Los comerciantes de artículos de lujo advirtieron con terror creciente baja en los ingresos. A ojos vistas arruinábanse joyerías y sederías. Cerrado el camino de la corrupción de solteras y casadas, ¿quién había de comprar ajorcas, anillos y pendientes? Sin culto la envidia y la vanidad, ¿a qué la seda, las plumas y cintajos? Como notas chillonas destacaban en aquel coro de descontentos las amargas quejas de los libertinos, inconsolables al verse obligados a llevar, en plena juventud y lozanía, morigerada vida de cuartel. Eran tanto más dolorosas sus forzadas abstinencias, cuanto que las sacerdotisas de Afrodita habían abandonado el culto y refugiándose en la santa y regeneradora religión del trabajo.

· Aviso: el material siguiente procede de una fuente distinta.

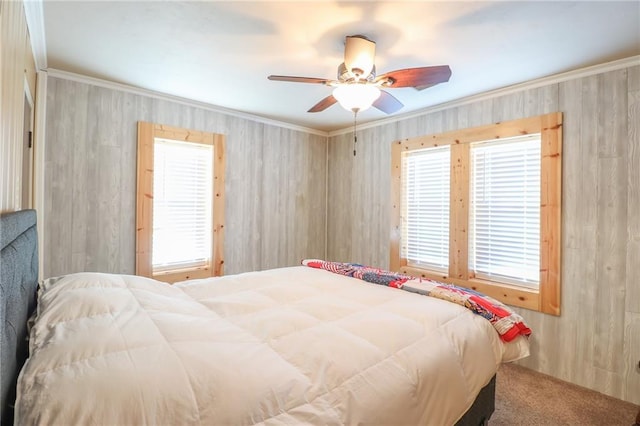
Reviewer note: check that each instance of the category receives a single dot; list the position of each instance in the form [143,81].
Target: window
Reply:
[180,203]
[425,204]
[491,220]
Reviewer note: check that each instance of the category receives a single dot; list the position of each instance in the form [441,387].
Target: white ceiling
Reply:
[222,52]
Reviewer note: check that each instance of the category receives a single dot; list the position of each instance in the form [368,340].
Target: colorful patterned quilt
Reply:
[507,323]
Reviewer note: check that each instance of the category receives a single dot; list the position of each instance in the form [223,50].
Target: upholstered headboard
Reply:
[18,282]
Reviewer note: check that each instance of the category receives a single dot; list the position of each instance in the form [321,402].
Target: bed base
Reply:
[482,408]
[18,282]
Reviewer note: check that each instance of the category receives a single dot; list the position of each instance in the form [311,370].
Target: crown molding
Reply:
[66,75]
[34,15]
[532,84]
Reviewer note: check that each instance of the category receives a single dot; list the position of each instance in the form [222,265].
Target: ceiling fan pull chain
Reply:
[355,129]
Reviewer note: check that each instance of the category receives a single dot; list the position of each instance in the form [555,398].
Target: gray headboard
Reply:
[18,283]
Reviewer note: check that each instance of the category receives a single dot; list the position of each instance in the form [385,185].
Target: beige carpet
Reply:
[525,397]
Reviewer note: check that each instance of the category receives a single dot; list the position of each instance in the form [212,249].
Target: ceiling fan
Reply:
[357,86]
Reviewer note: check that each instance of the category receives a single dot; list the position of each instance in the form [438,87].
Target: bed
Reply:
[294,345]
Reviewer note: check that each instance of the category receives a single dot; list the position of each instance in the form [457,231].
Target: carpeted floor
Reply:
[525,397]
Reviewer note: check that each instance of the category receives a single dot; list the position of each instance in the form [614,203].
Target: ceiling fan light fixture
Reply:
[356,96]
[359,54]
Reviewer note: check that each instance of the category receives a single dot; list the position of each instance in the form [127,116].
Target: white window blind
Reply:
[425,207]
[182,205]
[504,237]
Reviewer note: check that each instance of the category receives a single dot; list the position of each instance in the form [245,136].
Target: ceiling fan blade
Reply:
[323,104]
[416,77]
[387,103]
[298,79]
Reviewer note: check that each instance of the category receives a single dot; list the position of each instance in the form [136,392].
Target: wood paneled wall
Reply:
[596,341]
[275,182]
[16,66]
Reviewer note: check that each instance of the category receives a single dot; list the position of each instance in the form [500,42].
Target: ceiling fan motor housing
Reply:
[359,56]
[344,75]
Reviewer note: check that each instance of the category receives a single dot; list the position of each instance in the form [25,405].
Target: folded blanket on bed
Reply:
[507,323]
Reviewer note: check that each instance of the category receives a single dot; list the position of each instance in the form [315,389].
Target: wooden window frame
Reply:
[147,132]
[547,297]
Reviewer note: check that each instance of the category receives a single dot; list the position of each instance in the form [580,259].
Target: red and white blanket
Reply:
[507,323]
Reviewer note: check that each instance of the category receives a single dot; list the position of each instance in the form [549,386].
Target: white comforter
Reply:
[286,346]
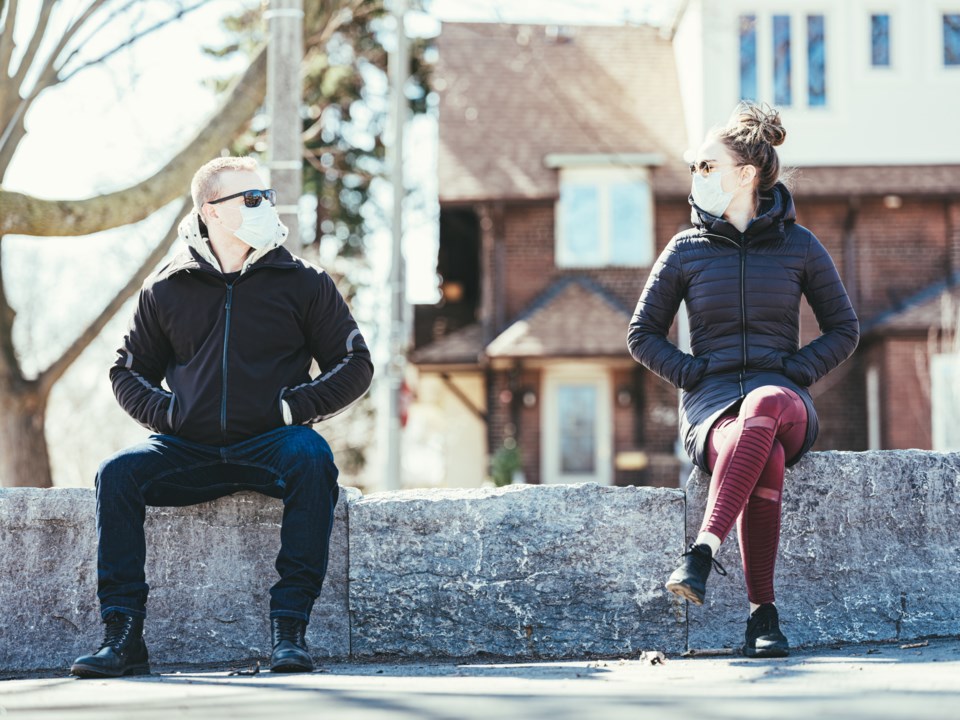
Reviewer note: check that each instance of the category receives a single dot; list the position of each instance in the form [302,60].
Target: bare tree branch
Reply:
[48,76]
[26,215]
[48,377]
[31,52]
[126,43]
[9,364]
[335,20]
[7,44]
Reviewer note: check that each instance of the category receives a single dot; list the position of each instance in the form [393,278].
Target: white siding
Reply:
[902,114]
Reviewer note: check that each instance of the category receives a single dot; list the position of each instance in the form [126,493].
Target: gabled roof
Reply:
[935,307]
[574,317]
[461,347]
[512,94]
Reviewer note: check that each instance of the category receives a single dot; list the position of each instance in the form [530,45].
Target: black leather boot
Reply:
[690,579]
[289,646]
[123,651]
[763,637]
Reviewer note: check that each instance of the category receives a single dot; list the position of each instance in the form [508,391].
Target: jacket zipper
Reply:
[743,308]
[226,345]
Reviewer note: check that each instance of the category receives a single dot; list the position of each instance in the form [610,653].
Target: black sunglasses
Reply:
[251,198]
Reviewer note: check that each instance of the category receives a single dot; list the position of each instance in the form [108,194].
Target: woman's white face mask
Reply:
[708,192]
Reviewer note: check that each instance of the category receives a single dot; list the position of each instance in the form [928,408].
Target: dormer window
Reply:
[776,73]
[880,40]
[951,39]
[605,214]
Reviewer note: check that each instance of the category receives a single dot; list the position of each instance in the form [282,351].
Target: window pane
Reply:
[945,401]
[577,407]
[951,39]
[880,40]
[782,91]
[631,236]
[580,215]
[748,57]
[816,62]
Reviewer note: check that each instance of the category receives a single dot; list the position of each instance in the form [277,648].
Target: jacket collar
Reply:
[776,210]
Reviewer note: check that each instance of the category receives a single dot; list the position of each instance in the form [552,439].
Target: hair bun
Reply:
[758,123]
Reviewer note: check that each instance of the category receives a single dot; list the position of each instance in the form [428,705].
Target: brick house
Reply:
[561,178]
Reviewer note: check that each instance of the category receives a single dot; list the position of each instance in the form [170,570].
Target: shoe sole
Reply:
[685,591]
[291,667]
[770,652]
[88,671]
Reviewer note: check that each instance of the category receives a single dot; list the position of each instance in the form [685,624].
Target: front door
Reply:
[576,424]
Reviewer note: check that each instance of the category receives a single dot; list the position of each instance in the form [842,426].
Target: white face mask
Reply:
[709,195]
[259,225]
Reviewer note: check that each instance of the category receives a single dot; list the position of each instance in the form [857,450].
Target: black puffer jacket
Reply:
[742,294]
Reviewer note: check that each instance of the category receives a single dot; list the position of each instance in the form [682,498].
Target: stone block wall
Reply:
[522,571]
[868,551]
[209,568]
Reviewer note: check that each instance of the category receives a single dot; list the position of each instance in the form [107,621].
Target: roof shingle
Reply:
[511,94]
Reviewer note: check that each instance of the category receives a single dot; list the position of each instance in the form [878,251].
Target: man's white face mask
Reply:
[258,226]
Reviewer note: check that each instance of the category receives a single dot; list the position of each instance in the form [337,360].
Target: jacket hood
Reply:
[776,209]
[189,232]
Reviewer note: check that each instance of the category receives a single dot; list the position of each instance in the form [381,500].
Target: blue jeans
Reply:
[294,464]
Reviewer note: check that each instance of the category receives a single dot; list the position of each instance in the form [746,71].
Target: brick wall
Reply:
[530,260]
[894,253]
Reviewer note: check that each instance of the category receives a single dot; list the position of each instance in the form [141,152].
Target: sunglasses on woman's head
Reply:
[702,167]
[251,198]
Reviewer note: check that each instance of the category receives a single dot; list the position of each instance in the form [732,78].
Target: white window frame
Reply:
[559,374]
[603,178]
[834,52]
[944,401]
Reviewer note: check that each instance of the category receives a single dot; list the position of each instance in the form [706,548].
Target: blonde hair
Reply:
[205,185]
[751,135]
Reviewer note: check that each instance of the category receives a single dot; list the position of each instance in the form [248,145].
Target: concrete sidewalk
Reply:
[872,682]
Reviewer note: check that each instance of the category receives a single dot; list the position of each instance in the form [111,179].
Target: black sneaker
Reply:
[689,581]
[289,646]
[123,651]
[763,636]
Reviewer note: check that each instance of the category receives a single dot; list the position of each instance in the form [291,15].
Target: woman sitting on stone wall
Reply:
[745,411]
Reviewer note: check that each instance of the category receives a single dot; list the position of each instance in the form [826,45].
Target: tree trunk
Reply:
[24,460]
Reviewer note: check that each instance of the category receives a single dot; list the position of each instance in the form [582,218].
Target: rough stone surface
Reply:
[868,551]
[209,568]
[524,571]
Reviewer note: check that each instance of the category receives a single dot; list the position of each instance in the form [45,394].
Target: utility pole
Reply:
[284,88]
[398,70]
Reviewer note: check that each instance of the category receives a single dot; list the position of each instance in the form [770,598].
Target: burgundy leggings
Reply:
[746,453]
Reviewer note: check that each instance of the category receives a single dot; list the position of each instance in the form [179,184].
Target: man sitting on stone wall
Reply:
[232,324]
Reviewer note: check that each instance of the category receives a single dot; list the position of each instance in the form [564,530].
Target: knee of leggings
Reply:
[768,401]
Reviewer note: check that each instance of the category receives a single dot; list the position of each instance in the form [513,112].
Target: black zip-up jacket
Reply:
[742,294]
[230,352]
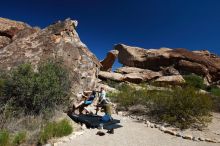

Entre los impenitentes corruptores de esta ralea señalábase particularmente dos: un capitán de la reserva, vanamente empeñado en resucitar el amor con que la casquivana mujer del síndico en pasados tiempos le regalara, y cierto mayorazgo, petimetre sensual y degradado, que entraba en frenesí al verse desdeñado de infelices domésticas, sobre las cuales había ejercido a mansalva el histórico y sabroso derecho de pernada.

¡Quién lo diría! Hasta las personas más rígidas y de probidad más acriolada se sentían inquietas y como humilladas al verse privadas de repente de veneración y respeto que el vicio tributa a la virtud. En el pueblo de santos, ¿qué podía valer la honradez? En fin: el maestro y el juez, antes acérrimos defensores de Mirahonda y entusiastas del celebérrimo experimento pedagógico, fueron también ganados por los alborotadores y sediciosos.